Women’s group releases rape handbook for Native females
“What To Do When You Are Raped: An ABC Handbook For Native Girls” is the Native American Women’s Health Education Resource Center’s woman-to-woman, woman-to-girl, girl-to-girl response to sexual assault. COURTESY
LAKE ANDES, S.D. – The Native American Women’s Health Education Resource Center recently released its workbook for Native American females titled “What To Do When You Are Raped, An ABC Handbook For Native Girls.”
The book, Cherokee Nation citizen Pam Kingfisher said, is a resource aimed at answering questions women face following a sexual assault.
“From thinking through buying emergency contraception, to getting tested for STDS, to who to turn to for support,” she said.
Comanche Nation citizen Charon Asetoyer, who is also the Native American Women’s Health Education Resource Center’s CEO, said the book is a woman-to-woman, woman-to-girl, girl-to-girl community response in regards to sexual assault.
“Sharing with them, providing support, letting them know they are not alone. That this is not their fault and they shouldn’t blame themselves. The book instructs them on how to report if they choose to,” Asetoyer said. “It talks to them about going in for STD exam and also access to emergency contraceptive Plan B.”

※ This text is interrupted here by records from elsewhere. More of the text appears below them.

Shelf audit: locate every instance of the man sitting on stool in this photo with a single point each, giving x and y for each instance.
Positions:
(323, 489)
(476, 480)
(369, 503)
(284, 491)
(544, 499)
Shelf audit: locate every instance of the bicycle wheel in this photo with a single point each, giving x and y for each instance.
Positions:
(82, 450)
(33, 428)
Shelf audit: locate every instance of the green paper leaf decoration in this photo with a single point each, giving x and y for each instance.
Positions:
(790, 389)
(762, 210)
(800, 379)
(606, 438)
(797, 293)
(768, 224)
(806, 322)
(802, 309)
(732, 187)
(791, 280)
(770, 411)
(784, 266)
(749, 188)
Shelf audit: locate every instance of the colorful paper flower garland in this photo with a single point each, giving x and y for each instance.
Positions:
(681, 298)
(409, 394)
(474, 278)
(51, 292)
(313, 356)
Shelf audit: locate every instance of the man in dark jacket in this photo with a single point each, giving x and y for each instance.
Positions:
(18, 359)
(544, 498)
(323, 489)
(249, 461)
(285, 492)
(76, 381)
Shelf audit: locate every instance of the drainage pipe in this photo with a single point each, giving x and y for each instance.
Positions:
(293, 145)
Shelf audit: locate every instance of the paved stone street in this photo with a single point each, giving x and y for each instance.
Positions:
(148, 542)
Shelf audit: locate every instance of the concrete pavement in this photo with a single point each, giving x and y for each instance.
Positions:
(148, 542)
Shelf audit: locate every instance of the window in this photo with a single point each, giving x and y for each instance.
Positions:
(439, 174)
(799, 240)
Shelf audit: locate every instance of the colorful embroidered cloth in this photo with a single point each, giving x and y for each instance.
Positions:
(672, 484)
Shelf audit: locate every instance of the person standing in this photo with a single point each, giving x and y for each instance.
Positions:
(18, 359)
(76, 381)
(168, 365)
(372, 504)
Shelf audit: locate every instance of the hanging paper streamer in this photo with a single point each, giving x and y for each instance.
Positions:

Kingfisher and Asetoyer joined Elizabeth Black Bull and Donna Haukaas to co-write the book.
The book instructs them on how to report if they choose to. It talks to them about going in for STD exam and also access to emergency contraceptive Plan B.
Charon Asetoyer, Native American Women’s Health Education Resource Center CEO
Asetoyer said she was asked by a young mother on the Yankton Sioux Reservation in Lake Andes what she should do if her daughter was raped. Asetoyer said that when a mother puts it as when, not if, her daughter is raped, there is a realization that the problem is worse than originally thought.
Asetoyer said the book sends a message to women and helps them realize it is not their fault.
“There are other women out there. You’re not alone, and turn to them for help,” she said.
Kingfisher said the project was personal and that she’s worked with Asetoyer on the book for about four years.
“I think it’s so important that we advocate for our health and for our women. As a young girl who was assaulted and didn’t know anything…and later became pregnant and was forced to give up a child for adoption, I didn’t know any of these things. Nobody talked. These conversations didn’t happen at the kitchen table or even around girlfriends,” Kingfisher said.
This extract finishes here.